What is the purpose of laughter in our lives?
Laughter serves no purpose. And that is precisely why it is essential—vital. We laugh far less than we once did, because we have become obsessed with usefulness. Laughter shows that something has been passed on, that a connection has been made.
What lies behind laughter?
A person who understands both their own greatness and their own smallness at the same time. That gap—that collision—produces laughter. But it is not so much the laughter itself that matters; it is the living. The more alive you are, the more you laugh. Laughter is an indicator of how fully we are living.
When life feels unbearably hard, how can we permit ourselves to laugh?
It comes down to perspective. I cannot look at myself differently unless I encounter someone who looks at the world differently. That other person's gaze is contagious. We change ourselves through others, through openness. This is what conversion means. When you stare at your own belly button, you cannot see the person in front of you.
Can the clown inspire us?
The clown's laughter is what happens precisely when we discover in someone a quality that is both engaging and liberating. When someone laughs at a clown—and everyone is a clown, whether they know it or not—they are saying to that person: "Yes! More! It is too beautiful watching you live!"

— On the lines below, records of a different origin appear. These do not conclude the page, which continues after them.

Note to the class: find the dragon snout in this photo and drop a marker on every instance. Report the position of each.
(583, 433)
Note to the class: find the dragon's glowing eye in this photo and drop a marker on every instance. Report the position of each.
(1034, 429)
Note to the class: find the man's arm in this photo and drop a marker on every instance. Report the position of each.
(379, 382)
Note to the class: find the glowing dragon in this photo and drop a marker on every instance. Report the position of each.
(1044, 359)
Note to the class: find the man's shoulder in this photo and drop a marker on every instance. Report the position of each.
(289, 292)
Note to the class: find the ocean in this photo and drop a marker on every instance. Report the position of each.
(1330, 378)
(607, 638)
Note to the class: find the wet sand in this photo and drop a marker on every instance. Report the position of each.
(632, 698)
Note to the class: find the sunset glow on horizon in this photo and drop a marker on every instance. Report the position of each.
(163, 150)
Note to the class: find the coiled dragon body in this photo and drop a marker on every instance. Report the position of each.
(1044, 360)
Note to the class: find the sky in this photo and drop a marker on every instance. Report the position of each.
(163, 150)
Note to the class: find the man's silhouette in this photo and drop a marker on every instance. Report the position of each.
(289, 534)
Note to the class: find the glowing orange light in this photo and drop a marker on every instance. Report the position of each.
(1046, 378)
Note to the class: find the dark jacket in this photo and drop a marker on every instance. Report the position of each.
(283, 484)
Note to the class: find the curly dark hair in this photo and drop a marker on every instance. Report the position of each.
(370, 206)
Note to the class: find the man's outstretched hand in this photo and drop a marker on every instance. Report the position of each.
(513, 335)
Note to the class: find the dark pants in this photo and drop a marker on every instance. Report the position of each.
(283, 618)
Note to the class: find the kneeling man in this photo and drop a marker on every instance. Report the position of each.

How can you laugh at disability?
I am about to say something provocative: you can only laugh at disability. If disability did not exist, laughter would be impossible. I am speaking, of course, of the disabilities each of us carries. Learning to laugh at our own—to permit ourselves that laughter—is the first liberating step toward being able to laugh at the disabilities of others without shame. Disabled people are spontaneous. They help us break free. Their laughter is contagious. Humor is this precise capacity: the ability to look at things differently.